• Thai referendum: Military-written constitution approved — A clear majority of Thai referendum voters have backed a draft constitution written by an army-appointed committee. Unofficial tallies show that 61.45% voted in favour. The military threw out the old constitution when it took power in 2014, after months of political instability and sporadic violence. Supporters of the new document say it will restore stability, but critics say it will entrench military control. (BBC, 7/8/16)
  • Megaprojects to get boost from Yes vote — The government’s 20 planned megaprojects with a combined valued of 1.41 trillion baht are set to move forward smoothly after the Yes vote for the new constitution . (CNBC, 8/8/16) Egat eyes B345bn investment — The Electricity Generating Authority of Thailand (Egat) is mulling a plan to launch another infrastructure fund in order to raise cash to develop highvoltage transmission lines, eyeing a 345.05-billion-baht investment budget. (Bangkok Post, 9/8/16)
  • US created 255,000 jobs in July vs. 180,000 jobs expected — Job creation crushed estimates in July as the economy added 255,000 positions, according to the Labor Department.
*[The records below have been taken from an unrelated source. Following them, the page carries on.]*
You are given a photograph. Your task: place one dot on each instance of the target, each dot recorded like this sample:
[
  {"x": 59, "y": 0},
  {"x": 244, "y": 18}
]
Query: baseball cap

The headline unemployment rate held steady at 4.9 percent, though a more encompassing measure that includes those not actively looking for work and those working part-time for economic reasons moved up a notch to 9.7 percent. Though still mired near generational lows, the labor force participation rate ticked up one-tenth to 62.8 percent as those counted as not in the labor force decreased 184,000 to 94.3 million. (CNBC, 8/8/16)
  • China Exports Remain Subdued as Import Drop Fuels Demand Concern — China’s exports remained sluggish last month, signaling tepid global demand, while deteriorating imports raise concern domestic conditions may be weakening anew. Overseas shipments fell 4.4 percent in U.S. dollars, rose 2.9 percent in yuan terms in July from a year earlier.  Imports dropped 12.5 percent in dollar terms, slipped 5.7 percent in local currency. Trade surplus widened to $52.3 billion. (Bloomberg, 8/8/16)

  • Fed’s Powell urges patience on US rates, citing growth risks — The U.S. economy is at increasing risk of becoming trapped in a prolonged phase of slow growth that points to the need for lower interest rates than previously expected, Federal Reserve policymaker Jerome Powell was quoted as saying.
  • UK manufacturing production continued to shrink in June — Britain’s manufacturing sector continued to shrink in the month leading up to, and including, the EU’s membership referendum, according to official data, although declines in output moderated slightly. Manufacturing production fell 0.3 per cent month-on-month in June following a 0.6 per cent contraction in May. June’s outcome was slightly worse than the 0.2 per cent decline forecast by economists. The Office for National Statistics (ONS) said the biggest decline in June was in the manufacture of transport equipment, which fell by 1 per cent. (Financial Times, 10/8/16)
  • China CPI growth slows to 1.8%, PPI falls for 53 months — The pace of CPI growth slowed further from June’s 1.9%, below the government’s 2016 target of 3%, according to the National Bureau of Statistics. Meanwhile, China’s producer prices contracted for the 53rd month in a row at 1.7% on a year-on-year basis in July. However, they did increase 0.2% from a month earlier. (Asia  Nikkei, 10/8/16)
  • UK economy started to contract in July – NIESR — Britain’s economy started to shrink the month following the vote to leave the European Union, according to a forecast from the National Institute of Economic and Social Research on Tuesday. Britain’s economy contracted around 0.2 percent last month, NIESR estimated, pushing down quarterly growth in the three months to July to 0.3 percent from 0.6 percent in the three months to June. (Reuters, 10/8/16)
  • US oil settles 2.48 pct lower, or $1.06, at $41.71 a barrel — Oil prices fell Wednesday after an unseasonal growth in crude stockpiles offset the second-biggest weekly draw in U.S. gasoline this summer. U.S. crude inventories gained 1.1 million barrels in the week ended Aug. 5, the U.S. Energy Information Administration (EIA) reported, in a third straight week of builds that surprised the market. Analysts polled by Reuters had expected a 1.0 million-barrel crude draw instead. The EIA also reported that U.S. gasoline stocks fell 2.8 million barrels last week in the second-biggest weekly draw for gasoline since mid-April. The draw, coming despite U.S. East Coast refinery runs hitting 2011 lows, exceeded expectations for a gasoline stockpile drop of only 1.1 million barrels. (CNBC, 11/8/16)
  • Fed’s Powell urges patience on US rates, citing growth risks — The U.S. economy is at increasing risk of becoming trapped in a prolonged phase of slow growth that points to the need for lower interest rates than previously expected, Federal Reserve policymaker Jerome Powell was quoted as saying.